Each list entry is a YAML dictionary, which can be written in a simple or complex form. Entries that control Unbound parameters of the same name will be combined together in order of appearance. Since most of the Unbound configuration options use dashes in their names, you might want to quote the YAML dictionary keys to avoid issues with Jinja templating.
Simple form of the configuration parameters
Simple form of the Unbound configuration uses the dictionary key as a option name, and its value as that option's parameters:
unbound__server:
# Option with boolean value
- 'extended-statistics': True
# Option with integer value
- verbosity: 1
# Option with string value
- 'private-domain': 'example.org'
# Option with multiple values in a list
- 'domain-insecure': [ 'example.org', 'example.com' ]
The result of the above configuration in /etc/unbound/unbound.conf.d/ansible.conf
:
server:
extended-statistics: yes
verbosity: 1
private-domain: "example.org"
domain-insecure: "example.org"
domain-insecure: "example.com"
The parameters in the configuration file will be present in the order they were first defined in the variables.

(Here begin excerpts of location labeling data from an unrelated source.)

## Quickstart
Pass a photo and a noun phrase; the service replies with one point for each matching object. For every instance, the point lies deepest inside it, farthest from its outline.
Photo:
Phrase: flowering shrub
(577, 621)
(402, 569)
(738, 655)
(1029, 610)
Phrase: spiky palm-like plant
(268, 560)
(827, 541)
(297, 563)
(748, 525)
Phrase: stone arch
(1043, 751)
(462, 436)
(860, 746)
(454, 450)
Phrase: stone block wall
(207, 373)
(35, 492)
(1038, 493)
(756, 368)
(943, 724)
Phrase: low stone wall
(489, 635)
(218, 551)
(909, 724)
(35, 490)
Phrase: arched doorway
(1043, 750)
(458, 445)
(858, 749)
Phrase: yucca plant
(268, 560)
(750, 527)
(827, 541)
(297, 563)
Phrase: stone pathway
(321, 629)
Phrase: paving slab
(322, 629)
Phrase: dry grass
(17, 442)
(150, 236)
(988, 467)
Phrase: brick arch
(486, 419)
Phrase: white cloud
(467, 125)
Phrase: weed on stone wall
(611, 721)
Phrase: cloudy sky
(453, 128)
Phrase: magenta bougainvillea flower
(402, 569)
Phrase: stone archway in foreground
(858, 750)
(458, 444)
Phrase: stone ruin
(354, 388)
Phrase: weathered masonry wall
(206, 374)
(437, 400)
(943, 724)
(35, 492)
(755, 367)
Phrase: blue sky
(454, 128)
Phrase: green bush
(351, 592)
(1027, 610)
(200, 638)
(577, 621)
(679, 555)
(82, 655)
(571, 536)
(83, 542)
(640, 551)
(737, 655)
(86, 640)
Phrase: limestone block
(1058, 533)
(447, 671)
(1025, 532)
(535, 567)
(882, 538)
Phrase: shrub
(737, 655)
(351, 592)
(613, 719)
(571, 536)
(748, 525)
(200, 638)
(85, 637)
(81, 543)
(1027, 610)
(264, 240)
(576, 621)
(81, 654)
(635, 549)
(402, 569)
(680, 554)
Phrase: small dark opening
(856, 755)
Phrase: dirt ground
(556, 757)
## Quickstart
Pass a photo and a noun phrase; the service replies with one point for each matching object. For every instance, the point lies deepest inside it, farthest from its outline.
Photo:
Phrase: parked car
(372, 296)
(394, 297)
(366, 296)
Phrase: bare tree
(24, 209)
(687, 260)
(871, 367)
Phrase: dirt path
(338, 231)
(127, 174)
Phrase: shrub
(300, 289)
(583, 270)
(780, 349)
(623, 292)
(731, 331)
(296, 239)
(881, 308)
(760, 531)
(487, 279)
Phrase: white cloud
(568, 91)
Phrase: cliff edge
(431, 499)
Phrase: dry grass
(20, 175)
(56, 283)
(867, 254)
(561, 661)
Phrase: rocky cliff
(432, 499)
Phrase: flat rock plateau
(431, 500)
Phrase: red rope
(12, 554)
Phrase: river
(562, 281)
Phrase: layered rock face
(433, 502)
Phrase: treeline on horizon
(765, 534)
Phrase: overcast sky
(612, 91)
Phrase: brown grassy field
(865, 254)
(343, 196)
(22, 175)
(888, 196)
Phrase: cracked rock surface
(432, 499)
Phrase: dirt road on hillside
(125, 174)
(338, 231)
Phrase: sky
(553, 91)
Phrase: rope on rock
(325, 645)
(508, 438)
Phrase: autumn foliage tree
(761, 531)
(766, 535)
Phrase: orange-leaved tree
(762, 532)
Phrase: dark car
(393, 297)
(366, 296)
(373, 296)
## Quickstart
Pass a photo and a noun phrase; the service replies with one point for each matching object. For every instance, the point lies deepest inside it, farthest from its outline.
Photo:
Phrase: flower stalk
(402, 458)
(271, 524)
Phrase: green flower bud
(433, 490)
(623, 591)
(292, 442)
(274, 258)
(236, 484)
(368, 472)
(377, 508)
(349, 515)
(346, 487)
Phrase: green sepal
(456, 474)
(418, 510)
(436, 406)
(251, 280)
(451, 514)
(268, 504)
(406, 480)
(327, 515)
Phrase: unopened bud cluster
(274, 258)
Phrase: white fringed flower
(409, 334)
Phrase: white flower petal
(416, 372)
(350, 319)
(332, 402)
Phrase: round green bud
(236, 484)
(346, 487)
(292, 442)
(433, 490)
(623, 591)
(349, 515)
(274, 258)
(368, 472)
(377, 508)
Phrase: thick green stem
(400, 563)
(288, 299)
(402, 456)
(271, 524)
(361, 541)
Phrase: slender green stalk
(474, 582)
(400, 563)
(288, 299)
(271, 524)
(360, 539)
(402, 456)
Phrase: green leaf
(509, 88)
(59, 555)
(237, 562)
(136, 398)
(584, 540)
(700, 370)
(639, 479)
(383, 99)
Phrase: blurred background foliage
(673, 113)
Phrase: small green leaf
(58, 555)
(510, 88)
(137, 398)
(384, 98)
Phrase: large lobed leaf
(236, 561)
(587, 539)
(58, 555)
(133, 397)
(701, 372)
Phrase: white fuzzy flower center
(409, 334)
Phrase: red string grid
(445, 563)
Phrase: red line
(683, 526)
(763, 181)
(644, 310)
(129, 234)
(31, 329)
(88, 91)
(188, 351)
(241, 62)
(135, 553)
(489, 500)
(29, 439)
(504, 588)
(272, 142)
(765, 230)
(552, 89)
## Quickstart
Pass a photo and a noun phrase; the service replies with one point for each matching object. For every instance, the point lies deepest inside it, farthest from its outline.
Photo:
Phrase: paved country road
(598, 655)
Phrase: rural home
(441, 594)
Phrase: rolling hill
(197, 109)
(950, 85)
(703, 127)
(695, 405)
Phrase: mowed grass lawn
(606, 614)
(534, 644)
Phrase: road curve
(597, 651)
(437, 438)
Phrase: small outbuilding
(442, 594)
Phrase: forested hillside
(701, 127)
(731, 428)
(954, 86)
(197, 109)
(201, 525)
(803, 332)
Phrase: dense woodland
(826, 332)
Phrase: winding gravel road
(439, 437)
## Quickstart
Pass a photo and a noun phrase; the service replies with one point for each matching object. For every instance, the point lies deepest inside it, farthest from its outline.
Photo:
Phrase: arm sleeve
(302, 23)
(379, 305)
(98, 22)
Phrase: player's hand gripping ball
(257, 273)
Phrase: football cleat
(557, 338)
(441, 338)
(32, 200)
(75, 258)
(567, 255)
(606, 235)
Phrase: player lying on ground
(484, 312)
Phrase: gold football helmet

Complex form of the configuration parameters
Complex form of the Unbound configuration is detected when a dictionary key
contains a name
parameter. In that case, the role will interpret the entry
using specific parameters:
name
The name of the configuration option to manage. This parameter is used as an identifier during the variable parsing.
value
Required. A value which should be set for a given option. Values can be YAML strings, integers, booleans and lists (not dictionaries). Lists can contain simple strings, numbers, or YAML dictionaries that describe each value in greater detail. See Configuration values and their interactions for more details.
option
Optional. If specified, the option will use this string as the "name" instead of the
name
value. This is useful to create examples in the configuration file that have the same name as existing configuration options.comment
Optional. String or a YAML dictionary with additional comments for a given configuration option.
separator
Optional, boolean. if
True
, an empty line will be added above a given option, useful for readability.state
Optional. If not specified or
present
, the option will be present in the finished configuration file.If
absent
, the option will not be included in the configuration file.If
ignore
, the given entry will not be evaluated by the role, and no changes will be done to the preceding parameters with the same name. This can be used to conditionally activate entries with different configuration.If
hidden
, the option will not be displayed in the configuration file, but any comments will be present. This can be used to add free-form comments in the Postfix configuration file.If
comment
, the option will be present, but it will be commented out. This can be used to add examples in the configuration file.If
append
, the given entry will be evaluated only if an entry with the same name already exists. The current state will not be changed.weight
Optional. A positive or negative number which affects the position of a given option in the configuration file. The higher the number, the more a given option "weighs" and the lower it will be placed in the finished configuration file. Negative numbers make the option "lighter" and it will be placed higher.
copy_id_from
Optional. This is an internal role parameter which can be used to change the relative position of a given option in the configuration file. If you specify a name of an option, it's internal "id" number (used for sorting) will be copied to the current option. This can be used to move options around to different configuration file sections.
Examples
Define the previous example using complex form:
unbound__server:
- name: 'extended-statistics'
comment: 'Enable extended server statistics'
value: True
- name: 'verbosity'
value: 1
- name: 'private-domain'
value: 'example.org'
- name: 'domain-insecure'
value: [ 'example.org', 'example.com' ]
Unbound supports more complex parameters with arguments. You can define them using extended syntax as well:
unbound__server:
- 'define-tag': 'tag1 tag2 tag3'
- name: 'access-control'
value:
- name: '127.0.0.0/8'
args: 'allow_snoop'
- name: '::1/128'
args: 'allow_snoop'
- name: '192.0.2.0/24'
args: 'allow'
- name: 'access-control-tag'
value:
- name: '192.0.2.0/24'
args: '"tag1 tag2"'
The result of the above configuration in
/etc/unbound/unbound.conf.d/ansible.conf
:
server:
# Enable extended server statistics
extended-statistics: yes
verbosity: 1
private-domain: "example.org"
domain-insecure: "example.org"
domain-insecure: "example.com"
define-tag: "tag1 tag2 tag3"
access-control: 127.0.0.0/8 allow_snoop
access-control: 192.0.2.0/24 allow
access-control: ::1/128 allow_snoop
access-control-tag: 192.0.2.0/24 "tag1 tag2"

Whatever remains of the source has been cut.